Yan Ginzburg employs a variety of artistic and conceptual methods, whether it be making a series of objects using different techniques while referencing the Moscow conceptualists or developing exhibitions as total installations based on a sophisticated yet coherent system of citations from the history of Soviet unofficial art. Aiming to penetrate the past in order to signify and reconsider his trajectories in the present, Ginzburg goes far beyond archive research or interviewing the bearers of historical experience. For several years, his projects have been inextricably (one might even say retroactively) linked to the practice of the late artist Joseph Ginzburg, whose family name Yan Ginzburg officially adopted, along with responsibility for his heritage.
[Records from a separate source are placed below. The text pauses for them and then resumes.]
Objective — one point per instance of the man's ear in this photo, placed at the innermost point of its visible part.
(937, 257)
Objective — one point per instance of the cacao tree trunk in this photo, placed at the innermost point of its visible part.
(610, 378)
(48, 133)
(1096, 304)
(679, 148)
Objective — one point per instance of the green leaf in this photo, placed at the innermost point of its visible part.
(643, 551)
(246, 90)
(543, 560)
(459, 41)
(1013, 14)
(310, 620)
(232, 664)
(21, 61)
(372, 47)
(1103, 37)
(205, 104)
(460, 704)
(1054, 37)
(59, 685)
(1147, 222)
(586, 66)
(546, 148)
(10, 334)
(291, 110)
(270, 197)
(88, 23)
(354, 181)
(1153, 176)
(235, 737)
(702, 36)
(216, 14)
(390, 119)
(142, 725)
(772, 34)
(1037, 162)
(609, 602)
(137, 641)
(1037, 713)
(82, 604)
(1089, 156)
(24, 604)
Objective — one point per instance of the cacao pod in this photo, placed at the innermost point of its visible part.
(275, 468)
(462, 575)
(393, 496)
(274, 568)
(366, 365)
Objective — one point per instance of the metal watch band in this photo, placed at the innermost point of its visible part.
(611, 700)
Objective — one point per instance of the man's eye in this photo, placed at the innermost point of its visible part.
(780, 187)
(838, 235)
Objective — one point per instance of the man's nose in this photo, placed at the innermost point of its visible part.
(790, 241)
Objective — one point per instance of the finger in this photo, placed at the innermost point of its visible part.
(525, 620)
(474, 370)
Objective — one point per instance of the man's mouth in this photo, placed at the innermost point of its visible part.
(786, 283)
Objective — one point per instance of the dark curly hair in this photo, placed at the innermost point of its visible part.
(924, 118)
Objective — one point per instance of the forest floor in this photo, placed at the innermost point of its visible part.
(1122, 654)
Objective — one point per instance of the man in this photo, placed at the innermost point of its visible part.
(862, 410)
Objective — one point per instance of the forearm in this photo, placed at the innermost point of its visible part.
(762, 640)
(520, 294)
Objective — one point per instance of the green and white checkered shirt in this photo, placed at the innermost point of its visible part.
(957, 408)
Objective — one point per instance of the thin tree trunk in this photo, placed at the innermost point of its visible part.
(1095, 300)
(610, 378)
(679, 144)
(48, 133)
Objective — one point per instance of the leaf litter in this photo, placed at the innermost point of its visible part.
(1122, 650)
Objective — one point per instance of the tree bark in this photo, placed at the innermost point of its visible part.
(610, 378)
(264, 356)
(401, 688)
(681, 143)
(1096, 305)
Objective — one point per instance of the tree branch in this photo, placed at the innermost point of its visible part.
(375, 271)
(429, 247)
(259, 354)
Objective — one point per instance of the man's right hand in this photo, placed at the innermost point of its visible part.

Commissioned by Garage for the exhibition, The Room of Geniuses brings together a chain of associations and allusions drawn from various sources. The fact that the space itself is inhabited by geniuses is a direct reference to Joseph Ginzburg’s dream, as mentioned in his diary, of living in a spacious room with walls covered with portraits of great people. The installation’s form, which resembles a screen, paraphrases the display format used by Ilya Kabakov to exhibit albums such as Sitting-in- the-Closet Primakov, their protagonists’ lives often unfolding in closed, claustrophobic spaces.

The motif of citation in The Room of Geniuses can also be examined through Vladimir Vorontsov’s book Symphony of Reason, recommended to Joseph Ginzburg by a friend in a letter. The book contains aphorisms by great thinkers and Soviet party leaders. Vorontsov allegedly compiled this publication as a gift to his boss, Mikhail Suslov, who was the de facto number two in the country after Brezhnev. It is known that Suslov was not a great reader of books, but he enjoyed reading reviews and loved to “reinforce” his public speeches, articles, and statements with smart quotes.

Yan Ginzburg concludes: “The reconstruction of [Joseph] Ginzburg’s idea using Vladimir Vorontsov’s readymade ‘intellectual screen’ launches a complex game of associations between the Soviet Union’s ideological production and the unofficial art of the 1970s. The book’s illustrations are on 16 unnumbered pages that feature 144 portraits of geniuses arranged alphabetically on a table-like grid. If we were to present these illustrations in three-dimensional form, there would be a clear similarity between Symphony of Reason and Joseph Ginzburg’s ‘room of geniuses.’ After all, it’s likely that Vorontsov’s book was the starting point for Joseph’s idea.”